AMD, Penguin Computing Deploy First Server APUs With Curious Results

AMD's John Freuhe posted a blog entry yesterday detailing the company's first efforts to deploy Fusion-style APUs in a server environment. Penguin Computing has built and installed a cluster of 104 Infiniband-linked servers, each powered by a Llano A8-3850 processor. The company claims that the single-socket, 2U server offers unique advantages thanks to the Fusion architecture's onboard GPU.

With the Altus 2A00, Penguin is the first to bring AMD’s unique APU capabilities to the HPC community,” says Phil Pokorny, CTO Penguin Computing. “We are extremely proud of our successful deployment of this platform on such a large scale. We believe that the high level of integration and the resulting benefits for HPC users will further accelerate the adoption of the GPU processing model in HPC. The APU architecture has the potential to become a key component of future exascale systems.“


Suddenly, servers

"As we progress closer to the exascale era, it’s clear that the traditional paradigms of supercomputing are continuing to evolve and require new technologies to keep pace with the rapid levels of innovation that HPC customers demand,” said John Byrne, corporate vice president and general manager for Americas Mega Region, AMD. “With industry-leading CPU and GPU technology, AMD has the pieces to assemble a wide range of solutions for HPC deployments, and now HPC customers can leverage the power and efficiency of AMD’s APU technology with Penguin Computing’s Altus 2A00 server.”

Draining An Ocean With 100 Straws

AMD has said virtually nothing about its long-term plans for server APU products and the company had no additional comment to make when we asked for more information.
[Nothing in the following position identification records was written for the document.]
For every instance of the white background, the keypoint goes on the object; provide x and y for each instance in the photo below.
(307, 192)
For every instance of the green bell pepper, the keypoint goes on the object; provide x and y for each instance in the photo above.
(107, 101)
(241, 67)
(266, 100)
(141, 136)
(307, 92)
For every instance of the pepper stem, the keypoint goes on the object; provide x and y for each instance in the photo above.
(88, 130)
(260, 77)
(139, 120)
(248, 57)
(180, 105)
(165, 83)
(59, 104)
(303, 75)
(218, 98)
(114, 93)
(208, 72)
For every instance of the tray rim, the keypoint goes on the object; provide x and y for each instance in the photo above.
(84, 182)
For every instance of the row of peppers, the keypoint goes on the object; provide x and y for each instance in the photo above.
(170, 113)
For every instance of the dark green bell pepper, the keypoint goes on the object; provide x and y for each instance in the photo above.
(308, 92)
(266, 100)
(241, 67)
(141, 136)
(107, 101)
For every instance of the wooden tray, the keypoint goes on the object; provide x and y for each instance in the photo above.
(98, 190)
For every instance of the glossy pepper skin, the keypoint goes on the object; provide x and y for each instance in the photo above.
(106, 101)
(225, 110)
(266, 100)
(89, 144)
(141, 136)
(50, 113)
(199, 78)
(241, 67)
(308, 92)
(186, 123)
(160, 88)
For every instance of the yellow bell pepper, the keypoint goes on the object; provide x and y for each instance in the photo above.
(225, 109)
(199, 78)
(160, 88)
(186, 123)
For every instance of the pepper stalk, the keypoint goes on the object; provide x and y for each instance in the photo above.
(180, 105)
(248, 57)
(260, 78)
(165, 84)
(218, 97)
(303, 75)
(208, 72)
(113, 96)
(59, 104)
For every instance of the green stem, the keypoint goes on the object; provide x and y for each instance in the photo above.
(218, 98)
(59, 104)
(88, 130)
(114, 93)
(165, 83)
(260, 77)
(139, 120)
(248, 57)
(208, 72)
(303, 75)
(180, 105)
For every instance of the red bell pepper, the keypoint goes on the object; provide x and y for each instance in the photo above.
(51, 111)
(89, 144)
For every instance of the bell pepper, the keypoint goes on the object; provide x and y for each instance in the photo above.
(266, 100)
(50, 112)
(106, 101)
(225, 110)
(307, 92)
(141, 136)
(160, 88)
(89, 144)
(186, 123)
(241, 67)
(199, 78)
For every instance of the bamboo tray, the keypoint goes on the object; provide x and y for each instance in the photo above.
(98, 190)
The Altus 2A00 server makes some sense as a proof-of-concept product—but that's about all. For all Penguin's talk of leveraging the additional capabilities of the APU, Llano's best-in-class consumer integrated graphics performance doesn't compare all that well to the compute capabilities of discrete GPUs. Llano's integrated GPU doesn't support double-precision floating point and the performance of the entire cluster is rated at 59.6 TFlops.

That is, to be sure, quite a lot of FLOPs—but it's also 104 servers, each of which uses a boxed processor with a 100W TDP and a retail price of $139. By the time one factors in the cost of the entire server, even assuming a substantial CPU discount, it's not at all clear that a cluster of 104 linked servers using AMD's last-generation GPU architecture with a lop-sided interconnect is a better financial investment than a much smaller deployment of AMD's high-end FireStream commercial GPUs or even a cluster of Radeon 6970s.
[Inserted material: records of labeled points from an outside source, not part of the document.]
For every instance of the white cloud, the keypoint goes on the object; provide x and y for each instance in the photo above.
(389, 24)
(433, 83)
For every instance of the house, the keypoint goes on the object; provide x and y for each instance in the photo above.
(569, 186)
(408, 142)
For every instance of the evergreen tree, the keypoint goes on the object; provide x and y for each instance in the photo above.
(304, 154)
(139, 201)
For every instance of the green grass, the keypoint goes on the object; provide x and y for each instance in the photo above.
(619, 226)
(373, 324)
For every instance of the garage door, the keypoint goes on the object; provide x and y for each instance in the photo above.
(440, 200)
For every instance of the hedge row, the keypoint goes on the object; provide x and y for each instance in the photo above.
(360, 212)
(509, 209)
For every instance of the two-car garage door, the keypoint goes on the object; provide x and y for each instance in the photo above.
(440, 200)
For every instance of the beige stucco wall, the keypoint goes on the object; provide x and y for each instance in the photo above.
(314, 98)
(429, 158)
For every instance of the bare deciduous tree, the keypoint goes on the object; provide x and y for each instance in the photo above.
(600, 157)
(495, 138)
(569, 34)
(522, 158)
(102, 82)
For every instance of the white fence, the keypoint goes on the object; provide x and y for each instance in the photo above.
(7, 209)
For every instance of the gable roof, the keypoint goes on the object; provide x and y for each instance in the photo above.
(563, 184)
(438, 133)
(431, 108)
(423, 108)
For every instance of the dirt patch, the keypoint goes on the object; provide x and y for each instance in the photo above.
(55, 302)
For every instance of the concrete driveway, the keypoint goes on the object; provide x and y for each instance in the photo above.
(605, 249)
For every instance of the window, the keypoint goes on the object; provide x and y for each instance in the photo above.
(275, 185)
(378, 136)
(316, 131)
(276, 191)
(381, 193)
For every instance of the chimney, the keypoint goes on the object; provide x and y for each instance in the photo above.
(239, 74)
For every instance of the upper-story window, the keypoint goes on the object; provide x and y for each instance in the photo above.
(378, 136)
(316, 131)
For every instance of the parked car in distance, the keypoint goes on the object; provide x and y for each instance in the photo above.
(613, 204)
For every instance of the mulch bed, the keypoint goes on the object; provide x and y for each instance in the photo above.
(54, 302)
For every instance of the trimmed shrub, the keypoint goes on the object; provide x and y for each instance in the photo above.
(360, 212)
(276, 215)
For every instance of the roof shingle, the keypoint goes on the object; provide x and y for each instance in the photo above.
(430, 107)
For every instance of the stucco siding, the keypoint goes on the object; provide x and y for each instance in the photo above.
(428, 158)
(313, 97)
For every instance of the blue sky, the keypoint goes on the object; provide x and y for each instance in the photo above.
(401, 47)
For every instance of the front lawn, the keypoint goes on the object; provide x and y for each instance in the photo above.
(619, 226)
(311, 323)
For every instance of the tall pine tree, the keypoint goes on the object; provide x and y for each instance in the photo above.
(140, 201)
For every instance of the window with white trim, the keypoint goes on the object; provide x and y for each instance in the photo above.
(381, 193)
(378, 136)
Long term, AMD's plans for its Fusion products mean that the GPU will become an extremely potent compute node that can be leveraged for precisely the sort of workload the company claims to be targeting today. At the moment, this seems more like a tech demo than a major design win, and the company's refusal to discuss any server product plans it might have around Brazos or future Trinity parts seems an indirect confirmation of our suspicion. Such parts are coming—but not anytime soon.